Author: Setter’s name
Tester: Tester’s name
Editorialist: Editorialist’s name

# DIFFICULTY:

cakewalk, SIMPLE.

# PROBLEM:

In this problem, given an input integer N we need to find two integer A,b such that A ^ B = N where ‘^’ represnts XOR opration. But we also need to take care of some conditions that 1<=A<=B<=N and A must be minimum. If no such pair exsist then just print -1

# EXPLANATION:

Here is the simple solution to this problem that we can simply use a brute force approach with time complexity of O(N) for each test case. Let me tell you one property of XOR which will help us to solve this problem. If X^N = Y where X and Y are any positive integers, we can also say that X^Y = N. Not to get in any confusion let’s implement this logic so, first we take 2 variables A and B assigning a value 0.
Before doing any implementation let me remind you the first condition of this problem that A should be minimum and greater than 1 so, what if we start a loop i=1 to N.In this loop, we need to check a simple condition that if i ^ N>=i and i ^ N<=N then A=i, B=i ^ N and we jump out of the loop. So for minimum A and A<=B<=N will be found. If we XOR A and B we will get N. Now we think about if the pair doesn’t exist then?

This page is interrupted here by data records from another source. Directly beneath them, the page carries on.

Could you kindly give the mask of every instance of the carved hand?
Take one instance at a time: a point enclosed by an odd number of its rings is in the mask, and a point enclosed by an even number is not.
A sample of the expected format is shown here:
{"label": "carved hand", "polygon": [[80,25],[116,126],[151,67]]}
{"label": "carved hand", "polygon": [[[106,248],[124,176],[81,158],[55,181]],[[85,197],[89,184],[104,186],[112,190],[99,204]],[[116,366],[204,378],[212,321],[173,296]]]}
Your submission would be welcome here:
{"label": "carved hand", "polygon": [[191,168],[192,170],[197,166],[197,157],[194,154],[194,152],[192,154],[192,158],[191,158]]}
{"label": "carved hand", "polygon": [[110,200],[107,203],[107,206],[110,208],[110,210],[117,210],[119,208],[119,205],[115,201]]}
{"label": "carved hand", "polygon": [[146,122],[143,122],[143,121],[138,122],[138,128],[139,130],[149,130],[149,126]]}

After the loop, we will check that if A==0 and B==0 then print -1 else print A, B.
For more clarification refer to my solution

# SOLUTIONS:

Editorialist's Solution
```import java.util.Scanner;
import java.io.*;

class NXS2 {
public static void main (String[] args) {
Scanner sc = new Scanner(System.in);
int test = sc.nextInt();
while(test-->0){
int n = sc.nextInt();
int a=0,b=0;
for(int i=1;i<=n;i++){
int temp = n^i;
if(i<=temp && temp<=n){
a=i;
b=temp;
break;
}
}
if(a!=0 && b!=0)
System.out.println(a+" "+b);
else
System.out.println(-1);
}
}
}
```

Feel free to share your approach, if you want to. (even if it’s same) . Suggestions are welcomed as always had been.